Recently, the White House is considering expanding export limits for NVIDIA Corp. (NASDAQ:NVDA) along with AMD AI chips to certain Persian Gulf countries. This follows last year’s restrictions on China and other countries. The move aims to limit the Persian Gulf’s global influence over the AI industry.

The company reported that its Blackwell platforms are now fully operational, so the prior production challenges have been addressed. The company’s CEO believes its AI chip advantage is sustainable. Snowflake, a cloud data warehousing company using NVIDIA Corp.’s (NASDAQ:NVDA) AI Enterprise software, has seen its stock rise 10% due to strong prospects. Positive earnings, revised guidance, and upward stock movement suggest continued growth.
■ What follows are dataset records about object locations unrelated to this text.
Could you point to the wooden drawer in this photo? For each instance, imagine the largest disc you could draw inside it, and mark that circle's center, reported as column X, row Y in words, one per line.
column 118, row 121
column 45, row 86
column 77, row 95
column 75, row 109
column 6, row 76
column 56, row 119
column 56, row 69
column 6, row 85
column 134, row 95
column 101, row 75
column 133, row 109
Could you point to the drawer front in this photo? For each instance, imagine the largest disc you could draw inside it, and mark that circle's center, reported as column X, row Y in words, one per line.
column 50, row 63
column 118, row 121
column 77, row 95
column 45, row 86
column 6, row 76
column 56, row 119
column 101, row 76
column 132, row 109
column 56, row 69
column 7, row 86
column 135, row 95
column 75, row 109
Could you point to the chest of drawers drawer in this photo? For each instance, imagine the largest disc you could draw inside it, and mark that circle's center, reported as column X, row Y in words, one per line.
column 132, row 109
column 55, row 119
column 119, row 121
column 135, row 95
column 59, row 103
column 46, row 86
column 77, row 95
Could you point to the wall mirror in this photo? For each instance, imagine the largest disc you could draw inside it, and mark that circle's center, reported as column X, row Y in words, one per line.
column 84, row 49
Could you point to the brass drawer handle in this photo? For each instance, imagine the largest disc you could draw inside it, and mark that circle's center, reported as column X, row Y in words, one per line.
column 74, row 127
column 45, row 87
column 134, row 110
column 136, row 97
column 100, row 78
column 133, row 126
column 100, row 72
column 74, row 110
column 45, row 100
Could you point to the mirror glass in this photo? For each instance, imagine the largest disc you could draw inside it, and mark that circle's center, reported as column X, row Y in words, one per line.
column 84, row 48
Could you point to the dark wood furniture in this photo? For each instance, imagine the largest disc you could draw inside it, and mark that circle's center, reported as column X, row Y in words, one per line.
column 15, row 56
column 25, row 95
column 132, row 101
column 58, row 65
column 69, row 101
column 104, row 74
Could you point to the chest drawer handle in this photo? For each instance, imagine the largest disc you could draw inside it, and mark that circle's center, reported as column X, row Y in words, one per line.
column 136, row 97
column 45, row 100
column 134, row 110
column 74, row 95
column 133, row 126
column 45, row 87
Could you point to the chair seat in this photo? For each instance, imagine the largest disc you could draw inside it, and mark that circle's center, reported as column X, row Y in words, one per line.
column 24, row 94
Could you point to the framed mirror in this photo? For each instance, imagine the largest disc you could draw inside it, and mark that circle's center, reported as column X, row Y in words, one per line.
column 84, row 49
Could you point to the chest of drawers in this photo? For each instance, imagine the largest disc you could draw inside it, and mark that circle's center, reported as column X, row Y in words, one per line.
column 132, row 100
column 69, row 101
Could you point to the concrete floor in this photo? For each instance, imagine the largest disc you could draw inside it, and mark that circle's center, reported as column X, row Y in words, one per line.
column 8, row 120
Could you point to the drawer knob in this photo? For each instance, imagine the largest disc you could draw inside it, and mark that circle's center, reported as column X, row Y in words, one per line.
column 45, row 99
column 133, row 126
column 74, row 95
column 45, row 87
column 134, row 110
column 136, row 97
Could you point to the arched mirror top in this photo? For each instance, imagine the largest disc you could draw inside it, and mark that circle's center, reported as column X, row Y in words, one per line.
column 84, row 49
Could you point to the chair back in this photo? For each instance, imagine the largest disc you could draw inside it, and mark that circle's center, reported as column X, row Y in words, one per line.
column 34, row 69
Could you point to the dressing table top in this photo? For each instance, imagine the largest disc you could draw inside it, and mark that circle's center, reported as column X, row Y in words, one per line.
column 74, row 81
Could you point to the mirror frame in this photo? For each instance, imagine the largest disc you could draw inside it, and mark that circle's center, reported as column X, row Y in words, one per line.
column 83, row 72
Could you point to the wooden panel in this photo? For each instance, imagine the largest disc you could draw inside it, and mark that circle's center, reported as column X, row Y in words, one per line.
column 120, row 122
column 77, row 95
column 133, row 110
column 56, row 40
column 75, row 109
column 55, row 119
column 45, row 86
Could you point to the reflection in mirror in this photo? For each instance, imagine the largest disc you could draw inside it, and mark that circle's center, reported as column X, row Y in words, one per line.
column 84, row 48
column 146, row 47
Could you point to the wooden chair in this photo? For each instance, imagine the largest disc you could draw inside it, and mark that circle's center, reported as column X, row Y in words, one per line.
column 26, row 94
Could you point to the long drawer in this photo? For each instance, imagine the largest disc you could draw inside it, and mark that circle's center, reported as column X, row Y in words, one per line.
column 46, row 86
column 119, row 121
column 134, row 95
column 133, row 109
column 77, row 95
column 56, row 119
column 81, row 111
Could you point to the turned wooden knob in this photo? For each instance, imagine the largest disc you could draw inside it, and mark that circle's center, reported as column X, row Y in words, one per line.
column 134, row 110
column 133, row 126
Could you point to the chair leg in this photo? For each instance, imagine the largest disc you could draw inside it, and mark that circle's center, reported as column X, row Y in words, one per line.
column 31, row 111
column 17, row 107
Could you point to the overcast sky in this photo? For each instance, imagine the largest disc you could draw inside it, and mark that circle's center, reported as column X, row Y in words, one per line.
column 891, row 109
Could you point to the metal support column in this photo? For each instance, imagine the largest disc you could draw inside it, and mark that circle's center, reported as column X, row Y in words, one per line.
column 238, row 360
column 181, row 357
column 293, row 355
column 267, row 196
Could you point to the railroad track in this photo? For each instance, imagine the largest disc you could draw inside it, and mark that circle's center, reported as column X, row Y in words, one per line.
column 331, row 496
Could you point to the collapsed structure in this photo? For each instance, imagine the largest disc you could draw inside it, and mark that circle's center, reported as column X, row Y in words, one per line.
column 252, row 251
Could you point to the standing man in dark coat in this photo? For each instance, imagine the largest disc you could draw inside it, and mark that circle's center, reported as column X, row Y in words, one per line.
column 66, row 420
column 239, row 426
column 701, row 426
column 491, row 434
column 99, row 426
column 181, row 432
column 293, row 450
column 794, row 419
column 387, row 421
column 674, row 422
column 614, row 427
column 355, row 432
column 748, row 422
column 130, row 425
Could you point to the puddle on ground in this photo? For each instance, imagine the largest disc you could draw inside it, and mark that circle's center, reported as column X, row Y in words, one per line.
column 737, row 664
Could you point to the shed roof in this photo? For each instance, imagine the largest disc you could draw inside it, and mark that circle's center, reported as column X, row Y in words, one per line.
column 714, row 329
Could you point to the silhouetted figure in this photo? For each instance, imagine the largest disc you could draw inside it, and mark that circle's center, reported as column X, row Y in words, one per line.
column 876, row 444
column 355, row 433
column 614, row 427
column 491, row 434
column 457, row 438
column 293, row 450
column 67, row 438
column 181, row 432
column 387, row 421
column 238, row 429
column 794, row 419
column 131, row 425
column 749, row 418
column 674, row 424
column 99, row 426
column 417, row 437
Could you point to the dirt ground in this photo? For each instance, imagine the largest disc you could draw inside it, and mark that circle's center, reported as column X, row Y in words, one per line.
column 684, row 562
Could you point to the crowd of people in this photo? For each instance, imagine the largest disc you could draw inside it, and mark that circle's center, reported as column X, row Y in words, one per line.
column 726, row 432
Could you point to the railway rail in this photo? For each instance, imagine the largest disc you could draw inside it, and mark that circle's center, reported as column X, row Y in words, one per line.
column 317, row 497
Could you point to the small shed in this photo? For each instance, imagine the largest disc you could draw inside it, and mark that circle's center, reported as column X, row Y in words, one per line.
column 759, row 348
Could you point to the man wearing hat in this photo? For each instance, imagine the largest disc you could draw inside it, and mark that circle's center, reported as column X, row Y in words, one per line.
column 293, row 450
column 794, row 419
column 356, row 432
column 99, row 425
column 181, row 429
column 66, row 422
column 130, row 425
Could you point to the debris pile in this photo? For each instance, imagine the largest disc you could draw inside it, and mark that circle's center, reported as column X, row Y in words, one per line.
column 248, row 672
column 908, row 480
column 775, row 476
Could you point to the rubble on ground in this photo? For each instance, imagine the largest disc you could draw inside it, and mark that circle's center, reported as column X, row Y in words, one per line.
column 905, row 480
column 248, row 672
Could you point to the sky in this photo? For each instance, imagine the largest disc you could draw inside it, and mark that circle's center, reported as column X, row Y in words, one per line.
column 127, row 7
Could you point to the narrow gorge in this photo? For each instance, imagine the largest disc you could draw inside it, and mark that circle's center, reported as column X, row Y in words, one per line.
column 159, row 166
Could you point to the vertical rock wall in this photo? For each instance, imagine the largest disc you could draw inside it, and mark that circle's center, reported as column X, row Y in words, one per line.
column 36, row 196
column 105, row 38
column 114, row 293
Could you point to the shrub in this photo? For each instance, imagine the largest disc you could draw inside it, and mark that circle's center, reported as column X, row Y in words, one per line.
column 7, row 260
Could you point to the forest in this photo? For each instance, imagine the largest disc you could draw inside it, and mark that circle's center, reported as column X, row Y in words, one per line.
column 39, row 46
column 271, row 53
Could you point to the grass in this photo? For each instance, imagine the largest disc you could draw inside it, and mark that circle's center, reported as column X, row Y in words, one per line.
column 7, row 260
Vltava Fund stated the following regarding NVIDIA Corporation (NASDAQ:NVDA) in its Q3 2024 investor letter:

“Over the summer, we devoted a lot of time to studying the AI-related investment wave. This spans a wide range of sectors and our view could be very briefly summarised as follows: The first-tier beneficiaries are primarily companies in the semiconductor sector, NVIDIA Corporation (NASDAQ:NVDA) perhaps the most. That company is benefiting from the huge increase in investment by large technology companies to build enormous data centres. We know who NVIDIA’s customers are. They are companies like Meta, Alphabet, Amazon, and Microsoft. They are investing hundreds of billions of dollars into their AI capabilities. What is not entirely clear, however, is who are and will be the customers of NVIDIA’s customers, and, more importantly, when, and if, they will be able to come up with such huge demand for AI services that the profits from AI will justify and pay for the enormous investments all these companies have been making. The further we move away from the starting point that NVIDIA represents in our more broadly-reaching estimates, the lessreliable those estimates are.So far, we know just one thing for sure, and that is that investments in AI capabilities are ongoing and they are huge. They are not only bringing large demand to chipmakers and the semiconductor sector but to some other sectors as well. Indeed, building AI clusters also requires the construction of new semiconductor factories, new energy sources, and all the associated infrastructure. The numbers under consideration are incredibly high. It is possible that over the next decade the construction of AI centres will necessitate a 20% increase in US energy consumption. The investment required will be measured not in the hundreds of billions of dollars, but in an order of magnitude higher. Maybe two orders of magnitude.”